Nube, the almost invisible galaxy that challenges the dark matter model

Nube is an almost invisible dwarf galaxy discovered by an international research team led by the Instituto de Astrofísica de Canarias (IAC) in collaboration with the University of La Laguna (ULL) and other institutions.

The name was suggested by the 5-year-old daughter of one of the researchers in the group and is due to the diffuse appearance of the object. Its surface brightness is to faint that it had passed unnoticed in the various previous surveys of this part of the sky due to the object’s diffuse appearance as if it were some kind of ghost. This is because its stars are so spread out in such a large volume that “Nube” (Spanish for “Cloud”) was almost undetectable.

This newly discovered galaxy has a set of specific properties which distinguish it from previously known objects. The research team estimate that Nube is a dwarf galaxy 10 times fainter than others of its type, but also 10 times more extended than other objects with a comparable number of stars.

To show what this means to anyone who knows a little astronomy, this galaxy is one-third of the size of the Milky Way but has a mass similar to that of the Small Magellanic Cloud.

“With our present knowledge, we do not understand how a galaxy with such extreme characteristics can exist,” explains Mireia Montes, the first author of the article and a researcher at the IAC and the ULL.

For some years, Ignacio Trujillo, the second author of the article, has been analyzing, based on the Sloan Digital Sky Survey (SDSS) images, a specific strip of sky in the framework of the project Legado del IAC Stripe 82. In one of the data revisions, they noticed a faint patch that looked sufficiently interesting to set up a research project.

The next step was to use ultra-deep multicolor images from the Gran Telescopio Canarias (GTC) to confirm that this patch in the survey was not some type of error but an extremely diffuse object. Due to its faintness, it is hard to determine the exact distance of the Nube.

Using an observation obtained with the Green Bank Telescope (GBT) in the United States, the authors estimated the distance of Nube to be 300 million light years, although upcoming observations with the Very Large Array (VLA) radiotelescope and the optical William Herschel Telescope (WHT) at the Roque de los Muchachos Observatory, La Palma, should help them to show whether this distance is correct.

“If the galaxy turns out to be nearer, it will still be a very strange object and offer major challenges to astrophysics,” comments Ignacio Trujillo.

Another challenge to the present dark matter model?

The general rule is that galaxies have a much larger density of stars in their inner regions and that this density falls rapidly with increasing distance from the center. However, Montes says that in Nube, “the density of stars varies very little throughout the object, which is why it is so faint, and we have not been able to observe it well until we had the ultra-deep images from the GTC.”
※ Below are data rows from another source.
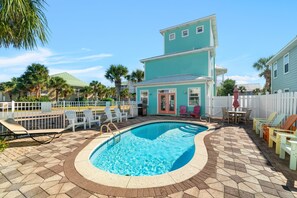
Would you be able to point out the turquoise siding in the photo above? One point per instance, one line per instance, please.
(192, 41)
(181, 96)
(289, 80)
(196, 64)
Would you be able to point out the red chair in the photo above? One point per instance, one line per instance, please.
(183, 110)
(196, 112)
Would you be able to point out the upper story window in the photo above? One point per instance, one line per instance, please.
(286, 63)
(171, 36)
(199, 29)
(275, 69)
(185, 33)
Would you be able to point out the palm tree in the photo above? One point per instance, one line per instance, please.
(58, 84)
(262, 66)
(137, 76)
(22, 23)
(115, 74)
(35, 78)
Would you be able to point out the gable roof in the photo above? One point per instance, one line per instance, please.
(212, 18)
(283, 51)
(71, 80)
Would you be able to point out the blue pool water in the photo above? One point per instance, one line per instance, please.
(151, 149)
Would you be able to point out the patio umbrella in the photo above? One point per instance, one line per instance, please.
(235, 102)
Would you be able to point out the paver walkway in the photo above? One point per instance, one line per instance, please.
(237, 167)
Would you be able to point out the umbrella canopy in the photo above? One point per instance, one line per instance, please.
(235, 102)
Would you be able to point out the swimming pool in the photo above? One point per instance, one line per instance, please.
(151, 149)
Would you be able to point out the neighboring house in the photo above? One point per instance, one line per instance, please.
(284, 68)
(185, 74)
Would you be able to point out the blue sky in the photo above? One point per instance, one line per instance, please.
(88, 36)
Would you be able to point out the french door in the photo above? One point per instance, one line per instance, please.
(166, 103)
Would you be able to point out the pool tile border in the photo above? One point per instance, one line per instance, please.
(80, 171)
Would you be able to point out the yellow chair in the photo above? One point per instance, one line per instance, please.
(256, 121)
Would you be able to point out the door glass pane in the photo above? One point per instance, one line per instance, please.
(171, 103)
(163, 103)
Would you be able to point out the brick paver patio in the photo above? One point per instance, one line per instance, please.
(239, 165)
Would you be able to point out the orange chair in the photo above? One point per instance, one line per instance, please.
(288, 125)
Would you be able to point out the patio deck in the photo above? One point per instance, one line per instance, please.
(240, 164)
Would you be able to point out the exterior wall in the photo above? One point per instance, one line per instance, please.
(196, 64)
(192, 41)
(285, 81)
(181, 96)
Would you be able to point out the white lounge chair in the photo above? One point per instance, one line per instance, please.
(90, 118)
(110, 115)
(120, 114)
(73, 120)
(289, 147)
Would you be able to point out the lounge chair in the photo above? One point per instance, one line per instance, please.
(18, 130)
(270, 136)
(196, 112)
(110, 116)
(90, 118)
(121, 115)
(289, 147)
(183, 110)
(270, 118)
(73, 120)
(276, 122)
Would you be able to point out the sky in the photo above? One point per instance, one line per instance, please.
(86, 37)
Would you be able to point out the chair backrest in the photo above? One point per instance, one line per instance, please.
(196, 110)
(278, 119)
(289, 122)
(182, 109)
(71, 115)
(88, 114)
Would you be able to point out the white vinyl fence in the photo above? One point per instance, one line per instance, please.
(261, 105)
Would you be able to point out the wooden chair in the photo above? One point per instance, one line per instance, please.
(74, 121)
(270, 118)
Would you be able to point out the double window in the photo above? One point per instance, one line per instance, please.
(193, 96)
(286, 63)
(275, 70)
(144, 96)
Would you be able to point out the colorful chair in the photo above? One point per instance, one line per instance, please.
(183, 110)
(257, 121)
(196, 112)
(287, 126)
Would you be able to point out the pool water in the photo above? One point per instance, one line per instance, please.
(147, 150)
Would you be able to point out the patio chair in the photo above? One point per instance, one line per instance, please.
(90, 118)
(121, 115)
(275, 136)
(183, 110)
(74, 121)
(196, 112)
(18, 130)
(246, 117)
(110, 116)
(256, 121)
(289, 147)
(288, 125)
(276, 122)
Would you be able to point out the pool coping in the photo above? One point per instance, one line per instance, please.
(85, 168)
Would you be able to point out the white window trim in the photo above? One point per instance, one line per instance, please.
(171, 39)
(274, 68)
(284, 62)
(148, 94)
(199, 27)
(187, 33)
(199, 92)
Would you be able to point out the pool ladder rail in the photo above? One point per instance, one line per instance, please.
(107, 126)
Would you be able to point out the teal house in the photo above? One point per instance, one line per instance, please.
(284, 68)
(185, 74)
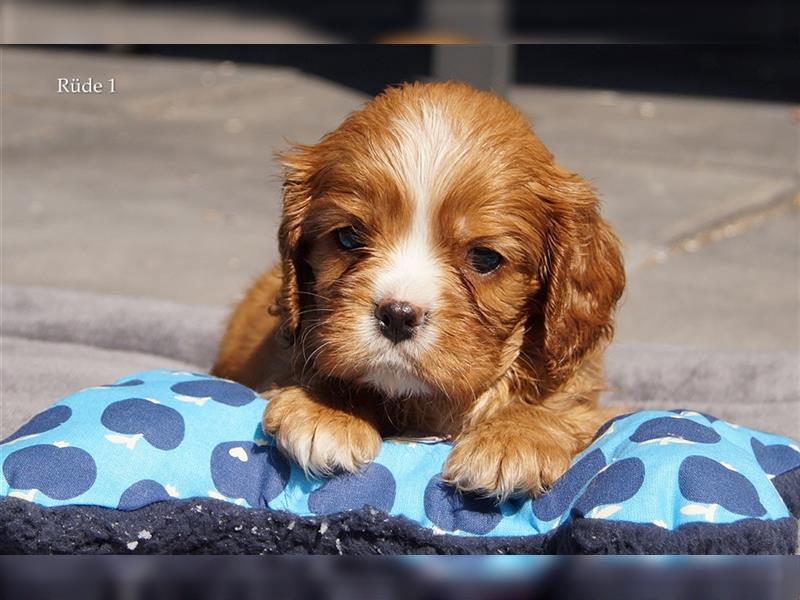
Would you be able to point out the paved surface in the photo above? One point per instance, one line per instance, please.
(166, 189)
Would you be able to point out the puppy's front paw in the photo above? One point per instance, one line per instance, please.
(319, 438)
(492, 461)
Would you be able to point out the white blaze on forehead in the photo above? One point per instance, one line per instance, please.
(422, 160)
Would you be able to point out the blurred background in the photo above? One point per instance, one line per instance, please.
(684, 116)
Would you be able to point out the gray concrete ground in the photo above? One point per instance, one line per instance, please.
(167, 188)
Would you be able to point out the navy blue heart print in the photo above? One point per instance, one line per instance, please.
(246, 470)
(161, 426)
(373, 486)
(58, 472)
(225, 392)
(704, 480)
(675, 427)
(555, 502)
(617, 483)
(451, 510)
(44, 421)
(775, 459)
(142, 493)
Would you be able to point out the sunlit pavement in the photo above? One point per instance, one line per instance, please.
(167, 188)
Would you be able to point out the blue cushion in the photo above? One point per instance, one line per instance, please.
(162, 435)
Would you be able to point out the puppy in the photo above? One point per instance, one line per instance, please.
(440, 275)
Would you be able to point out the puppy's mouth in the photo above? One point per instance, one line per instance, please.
(396, 382)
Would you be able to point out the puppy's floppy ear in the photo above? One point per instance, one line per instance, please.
(299, 169)
(583, 274)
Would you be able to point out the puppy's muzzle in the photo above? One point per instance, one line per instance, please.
(398, 321)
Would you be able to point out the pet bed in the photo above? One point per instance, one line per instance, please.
(172, 461)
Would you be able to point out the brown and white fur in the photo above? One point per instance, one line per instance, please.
(429, 180)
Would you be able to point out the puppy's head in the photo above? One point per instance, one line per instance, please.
(431, 246)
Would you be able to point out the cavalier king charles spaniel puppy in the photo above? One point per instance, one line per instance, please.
(442, 276)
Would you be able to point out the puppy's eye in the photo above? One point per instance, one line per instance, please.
(348, 238)
(484, 260)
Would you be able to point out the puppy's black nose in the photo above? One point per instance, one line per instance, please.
(398, 320)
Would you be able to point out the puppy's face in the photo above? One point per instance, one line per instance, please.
(418, 239)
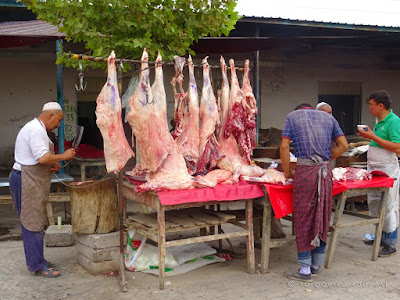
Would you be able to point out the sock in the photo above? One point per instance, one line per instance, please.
(315, 267)
(305, 270)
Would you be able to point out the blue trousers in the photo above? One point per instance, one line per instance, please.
(33, 240)
(312, 257)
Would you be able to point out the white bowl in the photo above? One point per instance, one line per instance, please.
(362, 127)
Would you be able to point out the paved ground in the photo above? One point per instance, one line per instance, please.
(353, 275)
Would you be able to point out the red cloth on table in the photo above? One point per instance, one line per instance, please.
(240, 190)
(83, 150)
(281, 195)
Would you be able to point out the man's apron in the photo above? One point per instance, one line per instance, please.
(386, 161)
(35, 189)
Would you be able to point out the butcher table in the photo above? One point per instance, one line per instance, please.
(167, 219)
(279, 198)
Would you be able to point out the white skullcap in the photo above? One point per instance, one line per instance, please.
(321, 104)
(51, 106)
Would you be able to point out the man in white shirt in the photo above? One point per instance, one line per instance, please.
(30, 181)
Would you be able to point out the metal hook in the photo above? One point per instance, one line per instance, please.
(81, 77)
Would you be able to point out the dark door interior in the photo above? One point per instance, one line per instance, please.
(346, 109)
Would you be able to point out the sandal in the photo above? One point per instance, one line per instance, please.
(48, 272)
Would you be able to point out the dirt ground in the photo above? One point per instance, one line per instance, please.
(353, 275)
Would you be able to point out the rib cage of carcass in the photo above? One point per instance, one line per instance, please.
(108, 118)
(165, 165)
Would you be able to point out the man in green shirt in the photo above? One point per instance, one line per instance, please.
(382, 155)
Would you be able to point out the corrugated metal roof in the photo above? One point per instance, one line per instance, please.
(35, 28)
(383, 13)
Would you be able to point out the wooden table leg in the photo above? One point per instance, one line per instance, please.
(121, 209)
(335, 230)
(250, 237)
(266, 233)
(83, 170)
(161, 243)
(379, 226)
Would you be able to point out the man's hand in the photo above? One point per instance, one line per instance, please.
(369, 134)
(69, 154)
(55, 168)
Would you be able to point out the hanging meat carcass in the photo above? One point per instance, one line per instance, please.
(232, 160)
(210, 152)
(148, 118)
(179, 98)
(241, 119)
(188, 141)
(108, 118)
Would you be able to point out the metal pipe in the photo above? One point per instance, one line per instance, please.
(256, 85)
(60, 100)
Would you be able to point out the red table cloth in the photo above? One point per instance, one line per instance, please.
(280, 195)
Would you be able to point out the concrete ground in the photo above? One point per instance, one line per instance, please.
(353, 275)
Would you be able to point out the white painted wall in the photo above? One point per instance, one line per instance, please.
(29, 80)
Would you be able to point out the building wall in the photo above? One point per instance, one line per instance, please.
(287, 78)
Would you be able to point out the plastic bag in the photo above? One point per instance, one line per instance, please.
(134, 247)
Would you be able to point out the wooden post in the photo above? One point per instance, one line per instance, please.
(161, 243)
(250, 237)
(335, 229)
(379, 226)
(121, 209)
(266, 232)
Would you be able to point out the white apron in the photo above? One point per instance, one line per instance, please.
(386, 161)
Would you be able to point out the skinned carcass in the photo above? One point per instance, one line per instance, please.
(148, 118)
(166, 167)
(179, 98)
(188, 141)
(108, 118)
(232, 160)
(210, 151)
(241, 119)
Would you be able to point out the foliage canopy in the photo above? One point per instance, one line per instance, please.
(128, 26)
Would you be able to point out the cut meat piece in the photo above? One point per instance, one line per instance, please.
(179, 98)
(350, 174)
(166, 167)
(272, 176)
(189, 140)
(232, 160)
(217, 176)
(210, 151)
(108, 118)
(148, 118)
(241, 118)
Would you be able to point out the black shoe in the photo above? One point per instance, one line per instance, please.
(371, 242)
(317, 271)
(298, 276)
(387, 251)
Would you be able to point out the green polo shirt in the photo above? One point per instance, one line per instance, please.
(388, 129)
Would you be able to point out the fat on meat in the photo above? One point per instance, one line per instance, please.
(109, 120)
(188, 141)
(210, 152)
(148, 117)
(232, 160)
(241, 119)
(179, 97)
(350, 174)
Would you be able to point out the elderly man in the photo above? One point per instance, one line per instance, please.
(382, 155)
(323, 106)
(30, 182)
(311, 132)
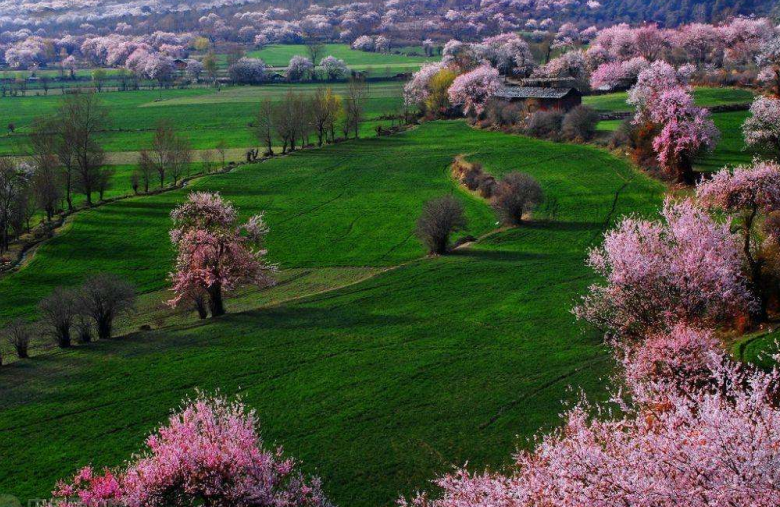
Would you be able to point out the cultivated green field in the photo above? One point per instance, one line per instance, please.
(279, 55)
(379, 385)
(205, 116)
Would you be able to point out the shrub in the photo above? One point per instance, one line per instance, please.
(58, 311)
(102, 298)
(209, 453)
(579, 124)
(516, 195)
(440, 218)
(687, 267)
(545, 124)
(83, 328)
(486, 184)
(19, 333)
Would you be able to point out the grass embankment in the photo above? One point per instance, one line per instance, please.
(377, 386)
(374, 64)
(205, 116)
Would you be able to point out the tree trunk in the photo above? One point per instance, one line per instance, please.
(216, 305)
(104, 327)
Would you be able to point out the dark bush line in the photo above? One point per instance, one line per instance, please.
(512, 197)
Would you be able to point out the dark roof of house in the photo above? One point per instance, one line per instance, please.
(533, 92)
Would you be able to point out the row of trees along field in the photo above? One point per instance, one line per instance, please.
(63, 157)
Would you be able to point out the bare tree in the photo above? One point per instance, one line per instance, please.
(19, 333)
(324, 107)
(207, 160)
(82, 118)
(103, 297)
(516, 195)
(222, 151)
(440, 218)
(354, 105)
(171, 153)
(47, 179)
(264, 125)
(13, 187)
(58, 311)
(315, 49)
(146, 168)
(284, 121)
Nube has the astronomers puzzled. Prima facie, the team explains, there is no interaction or other indication of its strange properties. Cosmological simulations cannot reproduce its “extreme” characteristics, even on the basis of different scenarios. “We are left without a viable explanation within the currently accepted cosmological model, that of cold dark matter,” explains Montes.

The cold dark matter model can reproduce the large-scale structures in the universe, but there are small-scale scenarios, such as the case of Nube, for which it cannot give a good answer. We have shown how the different theoretical models cannot produce it, which makes it one of the most extreme cases known until now.

“It is possible that with this galaxy, and similar ones which we might find, we can find additional clues which will open a new window on the understanding of the universe,” comments Montes.

“One possibility, which is attractive, is that the unusual properties of Nube are showing us that the particles that make up dark matter have an extremely small mass,” says Ignacio Trujillo. If this were so, this galaxy’s unusual properties would demonstrate the properties of quantum physics, but on a galactic scale. “If this hypothesis is confirmed, it would be one of the most beautiful demonstrations of nature, unifying the world of the smallest with that of the largest,” he concludes.